Devolving War Crimes Justice

To complete its work by the end of the decade, the tribunal must help establish national war crimes courts in the Balkans.

Devolving War Crimes Justice

To complete its work by the end of the decade, the tribunal must help establish national war crimes courts in the Balkans.

Saturday, 30 April, 2005

This summer was a busy one for Balkan states struggling to fulfil the cherished dream of the tribunal handing its powers to national courts.

But these are early days and much work still has to be done. The Hague court has said it will stop work in 2008. This deadline is likely to slip to 2010 to finish the last appeals. Beyond that war crimes trials will be conducted by the nations of former Yugoslavia.


On July 1, Serbia's parliament passed legislation establishing a national prosecutor's office for war crimes, to be based in Belgrade. The law came into force on July 9.

Under the Serbian law, a special war crimes prosecutor is authorised to conduct proceedings against perpetrators of war crimes committed on the territory of the former Yugoslavia during the Balkan wars of the 1990s, irrespective of the citizenship of the perpetrator or victim. Vladimir Vukcevik, formerly Serbia's deputy public prosecutor, was appointed to this post on July 22. He is expected to begin work in September.


In June, Hague tribunal president Judge Theodor Meron visited Sarajevo, where he expressed support for the creation of a war crimes chamber within the state court of Bosnia-Herzegovina and a war crimes department within the state prosecutor's office.

While Meron indicated that this court should initially be composed of domestic and foreign judges and prosecutors, he stressed that international roles must be eventually phased out.


Croatia's justice minister Ingrid Anticevic-Marinovic said in June that his cabinet would soon consider its own war crimes legislation and send it to parliament "as a matter of urgency".

The passage of national war crimes legislation in the Balkan states is perhaps more important than ever. Many believe that with the establishment of the International Criminal Court, the international community's willingness to fund ad hoc tribunals will likely wane.

Considering this limited time frame, the UN Security Council has instructed the tribunal to concentrate on leaders from the Balkan wars, "rather than on minor actors".

The tribunal has thus decided to turn over cases of intermediate and lower level defendants to national courts. When the tribunal closes, these courts will be left to prosecute war crimes suspects on their own.

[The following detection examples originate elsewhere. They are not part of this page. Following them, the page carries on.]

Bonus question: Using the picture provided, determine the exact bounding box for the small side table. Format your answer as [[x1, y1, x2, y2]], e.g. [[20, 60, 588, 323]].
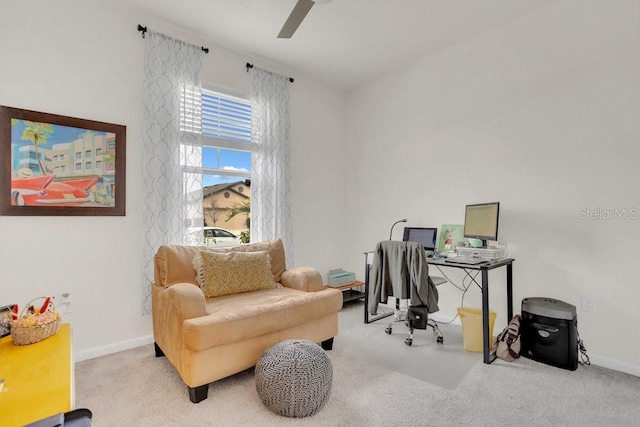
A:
[[0, 323, 75, 427], [329, 280, 364, 303]]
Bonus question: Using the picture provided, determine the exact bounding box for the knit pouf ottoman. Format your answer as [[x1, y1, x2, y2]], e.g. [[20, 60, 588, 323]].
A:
[[254, 340, 333, 418]]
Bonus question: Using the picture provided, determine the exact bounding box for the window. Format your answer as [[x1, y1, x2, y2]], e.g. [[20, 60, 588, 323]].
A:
[[202, 89, 253, 239]]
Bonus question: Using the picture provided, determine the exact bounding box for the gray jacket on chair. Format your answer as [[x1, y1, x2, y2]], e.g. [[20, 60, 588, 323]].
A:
[[368, 240, 439, 315]]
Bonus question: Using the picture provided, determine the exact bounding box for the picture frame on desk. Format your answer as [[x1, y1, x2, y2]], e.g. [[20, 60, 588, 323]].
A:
[[438, 224, 464, 253], [0, 304, 15, 338]]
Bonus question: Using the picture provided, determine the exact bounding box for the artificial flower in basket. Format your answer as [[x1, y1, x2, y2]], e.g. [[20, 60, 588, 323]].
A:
[[11, 297, 62, 345]]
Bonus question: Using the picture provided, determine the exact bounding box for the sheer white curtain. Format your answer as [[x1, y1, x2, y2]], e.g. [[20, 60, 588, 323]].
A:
[[251, 67, 294, 267], [142, 31, 203, 314]]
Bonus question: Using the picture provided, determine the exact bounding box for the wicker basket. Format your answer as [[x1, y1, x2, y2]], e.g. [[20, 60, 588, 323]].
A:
[[11, 297, 60, 345]]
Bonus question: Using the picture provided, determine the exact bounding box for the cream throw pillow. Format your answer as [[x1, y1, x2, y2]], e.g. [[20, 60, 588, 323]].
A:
[[193, 251, 277, 298]]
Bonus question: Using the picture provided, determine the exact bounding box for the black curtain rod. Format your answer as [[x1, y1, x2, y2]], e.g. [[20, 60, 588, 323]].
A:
[[246, 62, 293, 83], [138, 24, 209, 53]]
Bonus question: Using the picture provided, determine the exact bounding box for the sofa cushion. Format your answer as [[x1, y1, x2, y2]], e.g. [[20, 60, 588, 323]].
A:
[[193, 251, 276, 298], [182, 287, 342, 351], [154, 239, 286, 287]]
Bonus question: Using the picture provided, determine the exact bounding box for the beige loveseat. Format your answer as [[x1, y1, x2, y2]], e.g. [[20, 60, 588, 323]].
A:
[[151, 240, 342, 403]]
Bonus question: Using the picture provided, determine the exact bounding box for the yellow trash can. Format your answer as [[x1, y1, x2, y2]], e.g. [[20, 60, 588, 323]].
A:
[[458, 307, 496, 352]]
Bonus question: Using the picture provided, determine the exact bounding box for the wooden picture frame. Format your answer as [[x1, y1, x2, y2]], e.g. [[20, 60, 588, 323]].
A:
[[0, 106, 126, 216]]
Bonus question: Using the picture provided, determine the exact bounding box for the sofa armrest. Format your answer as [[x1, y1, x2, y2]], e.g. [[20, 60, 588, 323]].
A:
[[280, 267, 325, 292], [167, 283, 207, 320]]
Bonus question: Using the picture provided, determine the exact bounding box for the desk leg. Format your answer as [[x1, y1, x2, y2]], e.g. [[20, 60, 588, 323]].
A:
[[507, 264, 513, 322], [482, 270, 491, 363]]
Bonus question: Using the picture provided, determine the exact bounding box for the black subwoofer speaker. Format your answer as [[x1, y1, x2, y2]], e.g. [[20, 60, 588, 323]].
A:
[[520, 298, 578, 371]]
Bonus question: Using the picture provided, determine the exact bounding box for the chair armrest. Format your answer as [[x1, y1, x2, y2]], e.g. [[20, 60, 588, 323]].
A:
[[280, 267, 325, 292], [167, 283, 207, 321]]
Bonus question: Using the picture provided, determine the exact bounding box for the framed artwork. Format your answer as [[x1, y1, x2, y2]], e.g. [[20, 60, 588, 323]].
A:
[[0, 106, 126, 216], [438, 224, 464, 253], [0, 305, 15, 338]]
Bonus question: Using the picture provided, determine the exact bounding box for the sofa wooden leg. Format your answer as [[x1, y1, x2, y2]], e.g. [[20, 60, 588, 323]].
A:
[[320, 337, 333, 351], [153, 342, 164, 357], [189, 384, 209, 403]]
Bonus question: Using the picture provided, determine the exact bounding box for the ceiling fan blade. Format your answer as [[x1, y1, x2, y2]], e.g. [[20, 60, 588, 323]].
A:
[[278, 0, 314, 39]]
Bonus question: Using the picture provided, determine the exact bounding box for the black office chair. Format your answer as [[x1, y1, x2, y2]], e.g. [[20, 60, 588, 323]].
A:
[[369, 240, 446, 346]]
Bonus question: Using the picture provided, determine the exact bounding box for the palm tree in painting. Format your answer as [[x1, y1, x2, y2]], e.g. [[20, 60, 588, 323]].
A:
[[22, 120, 53, 175]]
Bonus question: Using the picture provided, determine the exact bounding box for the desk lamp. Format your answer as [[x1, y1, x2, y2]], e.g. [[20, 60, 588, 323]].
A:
[[389, 218, 407, 240]]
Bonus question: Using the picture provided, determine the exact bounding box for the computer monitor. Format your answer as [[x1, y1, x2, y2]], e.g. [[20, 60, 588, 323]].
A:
[[402, 227, 438, 251], [464, 202, 500, 247]]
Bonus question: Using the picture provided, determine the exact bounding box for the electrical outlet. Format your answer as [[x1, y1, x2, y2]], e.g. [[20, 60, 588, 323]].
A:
[[55, 292, 73, 314], [582, 295, 596, 312]]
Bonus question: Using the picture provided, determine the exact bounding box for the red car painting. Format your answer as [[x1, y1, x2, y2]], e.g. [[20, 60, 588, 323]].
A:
[[11, 175, 98, 206]]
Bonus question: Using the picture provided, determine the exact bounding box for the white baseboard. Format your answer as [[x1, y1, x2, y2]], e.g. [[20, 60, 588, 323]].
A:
[[587, 353, 640, 377], [73, 335, 153, 362]]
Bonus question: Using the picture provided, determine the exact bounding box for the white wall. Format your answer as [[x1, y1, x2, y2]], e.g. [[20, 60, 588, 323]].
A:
[[346, 0, 640, 375], [0, 0, 344, 360]]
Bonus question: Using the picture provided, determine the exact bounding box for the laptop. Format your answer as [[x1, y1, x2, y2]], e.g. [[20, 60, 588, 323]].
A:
[[402, 227, 438, 256], [444, 256, 489, 265]]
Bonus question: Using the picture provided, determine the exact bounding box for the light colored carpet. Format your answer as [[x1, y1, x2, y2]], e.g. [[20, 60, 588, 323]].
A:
[[75, 302, 640, 427], [336, 304, 482, 390]]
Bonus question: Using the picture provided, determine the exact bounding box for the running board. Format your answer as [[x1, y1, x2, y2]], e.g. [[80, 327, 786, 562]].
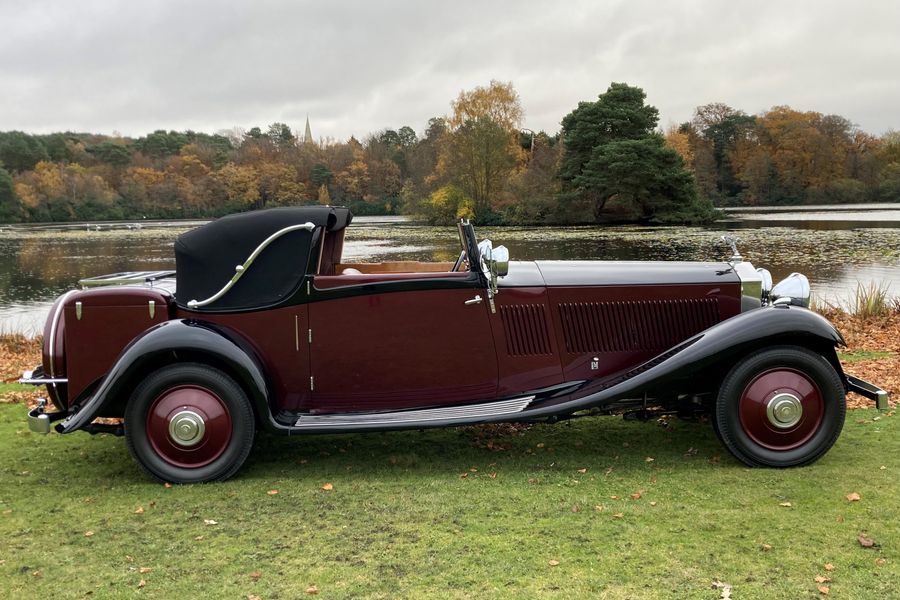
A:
[[294, 396, 534, 429]]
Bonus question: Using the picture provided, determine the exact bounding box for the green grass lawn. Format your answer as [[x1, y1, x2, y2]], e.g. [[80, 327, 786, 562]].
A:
[[0, 405, 900, 600]]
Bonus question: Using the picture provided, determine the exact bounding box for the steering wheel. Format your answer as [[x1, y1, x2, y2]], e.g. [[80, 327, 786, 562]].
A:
[[450, 250, 466, 273]]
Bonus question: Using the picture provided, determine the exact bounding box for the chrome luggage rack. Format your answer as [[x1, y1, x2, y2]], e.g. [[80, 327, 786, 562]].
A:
[[78, 271, 175, 288]]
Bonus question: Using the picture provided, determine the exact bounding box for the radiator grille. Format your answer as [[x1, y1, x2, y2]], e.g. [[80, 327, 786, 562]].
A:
[[500, 304, 551, 356], [559, 298, 719, 354]]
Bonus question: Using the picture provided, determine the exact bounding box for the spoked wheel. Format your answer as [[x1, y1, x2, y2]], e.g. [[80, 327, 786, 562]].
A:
[[715, 346, 846, 467], [125, 363, 255, 483]]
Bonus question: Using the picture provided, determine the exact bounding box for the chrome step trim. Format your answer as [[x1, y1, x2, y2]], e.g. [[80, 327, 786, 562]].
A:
[[294, 396, 534, 428]]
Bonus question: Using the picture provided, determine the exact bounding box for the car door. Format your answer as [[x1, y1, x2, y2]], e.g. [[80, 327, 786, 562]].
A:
[[308, 272, 497, 412]]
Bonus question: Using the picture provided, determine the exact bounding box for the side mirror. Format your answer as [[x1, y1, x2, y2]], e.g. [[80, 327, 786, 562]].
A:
[[490, 246, 509, 277]]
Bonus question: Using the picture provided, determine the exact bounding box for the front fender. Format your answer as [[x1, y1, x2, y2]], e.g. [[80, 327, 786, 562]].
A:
[[523, 306, 846, 416], [56, 319, 271, 433]]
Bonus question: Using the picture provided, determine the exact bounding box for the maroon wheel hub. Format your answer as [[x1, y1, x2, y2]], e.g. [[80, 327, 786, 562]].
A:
[[147, 385, 231, 469], [739, 368, 825, 450]]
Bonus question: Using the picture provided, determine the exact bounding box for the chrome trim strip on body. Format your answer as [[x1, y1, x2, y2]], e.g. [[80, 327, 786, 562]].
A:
[[78, 271, 175, 288], [18, 376, 69, 385], [294, 396, 535, 428], [188, 221, 316, 308], [47, 290, 78, 390]]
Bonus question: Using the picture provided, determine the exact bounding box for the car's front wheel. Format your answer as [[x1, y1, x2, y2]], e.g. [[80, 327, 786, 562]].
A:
[[715, 346, 846, 467], [125, 363, 255, 483]]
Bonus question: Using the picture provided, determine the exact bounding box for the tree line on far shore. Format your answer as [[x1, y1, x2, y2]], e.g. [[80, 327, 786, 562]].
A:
[[0, 81, 900, 224]]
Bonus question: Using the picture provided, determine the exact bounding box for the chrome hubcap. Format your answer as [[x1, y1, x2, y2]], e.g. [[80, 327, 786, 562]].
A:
[[766, 393, 803, 429], [169, 410, 206, 446]]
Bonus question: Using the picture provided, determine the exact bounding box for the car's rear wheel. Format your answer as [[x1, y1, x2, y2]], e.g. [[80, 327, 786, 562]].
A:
[[125, 363, 255, 483], [715, 346, 846, 467]]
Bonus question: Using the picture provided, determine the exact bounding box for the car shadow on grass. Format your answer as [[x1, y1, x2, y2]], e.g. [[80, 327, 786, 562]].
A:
[[238, 417, 742, 479]]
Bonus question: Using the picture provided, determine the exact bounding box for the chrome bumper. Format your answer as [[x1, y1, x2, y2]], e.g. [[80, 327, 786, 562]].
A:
[[28, 406, 50, 434], [845, 375, 890, 410], [19, 367, 69, 385], [28, 398, 68, 435]]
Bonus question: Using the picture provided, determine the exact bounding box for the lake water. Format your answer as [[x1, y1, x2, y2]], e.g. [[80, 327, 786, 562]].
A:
[[0, 204, 900, 335]]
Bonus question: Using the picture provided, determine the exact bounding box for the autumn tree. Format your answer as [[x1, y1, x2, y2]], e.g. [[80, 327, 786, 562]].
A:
[[0, 165, 22, 223], [501, 132, 560, 224], [438, 81, 523, 222], [691, 102, 755, 199], [0, 131, 50, 173]]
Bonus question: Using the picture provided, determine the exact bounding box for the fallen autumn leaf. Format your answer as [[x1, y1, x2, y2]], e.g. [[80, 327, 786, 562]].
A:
[[856, 533, 878, 548]]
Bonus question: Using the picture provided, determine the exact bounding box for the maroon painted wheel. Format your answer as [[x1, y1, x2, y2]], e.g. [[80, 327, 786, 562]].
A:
[[740, 368, 824, 450], [715, 346, 846, 467], [125, 363, 256, 483], [147, 385, 231, 468]]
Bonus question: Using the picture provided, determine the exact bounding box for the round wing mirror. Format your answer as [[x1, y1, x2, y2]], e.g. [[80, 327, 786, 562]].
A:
[[478, 240, 494, 265], [490, 246, 509, 277]]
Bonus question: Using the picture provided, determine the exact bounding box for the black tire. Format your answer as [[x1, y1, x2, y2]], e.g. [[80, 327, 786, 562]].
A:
[[125, 363, 256, 483], [714, 346, 847, 468]]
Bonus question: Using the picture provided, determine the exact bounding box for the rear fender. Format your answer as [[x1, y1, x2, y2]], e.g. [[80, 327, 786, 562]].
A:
[[56, 319, 274, 433]]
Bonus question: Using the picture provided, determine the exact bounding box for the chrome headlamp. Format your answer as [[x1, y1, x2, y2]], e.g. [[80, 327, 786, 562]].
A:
[[769, 273, 809, 308]]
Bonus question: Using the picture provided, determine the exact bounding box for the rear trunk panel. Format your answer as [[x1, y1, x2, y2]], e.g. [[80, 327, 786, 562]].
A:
[[62, 286, 172, 405]]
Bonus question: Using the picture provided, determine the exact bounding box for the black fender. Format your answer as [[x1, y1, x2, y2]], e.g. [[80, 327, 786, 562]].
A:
[[56, 319, 277, 433], [521, 306, 846, 417]]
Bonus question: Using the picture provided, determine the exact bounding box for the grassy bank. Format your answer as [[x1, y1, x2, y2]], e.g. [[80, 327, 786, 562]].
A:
[[0, 314, 900, 599]]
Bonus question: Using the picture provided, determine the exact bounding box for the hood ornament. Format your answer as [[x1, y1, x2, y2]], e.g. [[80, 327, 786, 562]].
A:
[[720, 235, 744, 266]]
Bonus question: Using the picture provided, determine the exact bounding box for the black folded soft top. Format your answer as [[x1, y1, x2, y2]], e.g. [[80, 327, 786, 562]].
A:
[[175, 206, 353, 311]]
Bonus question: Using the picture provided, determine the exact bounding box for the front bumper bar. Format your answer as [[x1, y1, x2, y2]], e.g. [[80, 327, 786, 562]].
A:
[[845, 375, 890, 410], [28, 398, 67, 434]]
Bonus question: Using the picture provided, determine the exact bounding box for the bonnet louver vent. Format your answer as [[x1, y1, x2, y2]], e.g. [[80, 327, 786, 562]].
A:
[[500, 304, 551, 356], [559, 298, 719, 354]]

As Judge Meron has suggested, devolving trials to local courts will bring advantages, as trials conducted near victims and crime scenes tend to resonate strongly in local communities. But before these benefits may be realised, much work must be done.

Few domestic war crimes trials have been conducted to date. Those that have gone forward have received generally poor reviews. Judges have been accused of ethnic bias. Witness protection measures have been lacking. States have refused to cooperate with one another on extradition and evidentiary matters.

Despite these shortcomings, a ready bench-mark of legal standards already exists for national courts to measure themselves against: the International Covenant for Civil and Political Rights lays out criteria that must be met for all such prosecutions.

This code includes the right to a fair trial, held in public, before an independent court. It demands that defendants have enough time and facilities to mount a defense, and guarantees them the right to humane treatment.

A more difficult question concerns funding for domestic war crimes cases in the Balkans. The states themselves were impoverished by war. The tribunal has never had so many demands on its own limited resources; it is in the midst of 56 ongoing proceedings and 18 of its indictees remain at large.

Still, the war crimes court must provide substantial backing for national prosecutions, according to former tribunal president Claude Jorda.

He told the UN General Assembly that should the tribunal refer cases to domestic courts, "we will be responsible for ensuring that these courts have the resources required so that they may accomplish their mission of justice".

Indeed, the tribunal has begun to offer support to those working on local cases. Its Outreach Programme has conducted workshops for judges, prosecutors, attorneys, and police investigators from states in the former Yugoslavia.

But more such assistance is needed, as the gulf between enthusiasm for local war crimes prosecutions and the ability of states to conduct them remains wide.

For example, 64 per cent of Serbs polled this spring supported trying indictees at home, James Fisfis, Resident Program Officer for Serbia at the International Republican Institute, told a U.S. Congressional briefing in June. But Serbia says its courts are still working at limited capacity and that it needs assistance paying the salaries and costs of its national judiciary.

If the tribunal is therefore to complete its mandate and pass on war crimes cases to national courts capable of meting out justice, it must devote a substantial amount of effort to building these courts' competencies in the months ahead.

Rachel S. Taylor, a New York-based lawyer, is Special Projects Editor for the international affairs magazine World Press Review.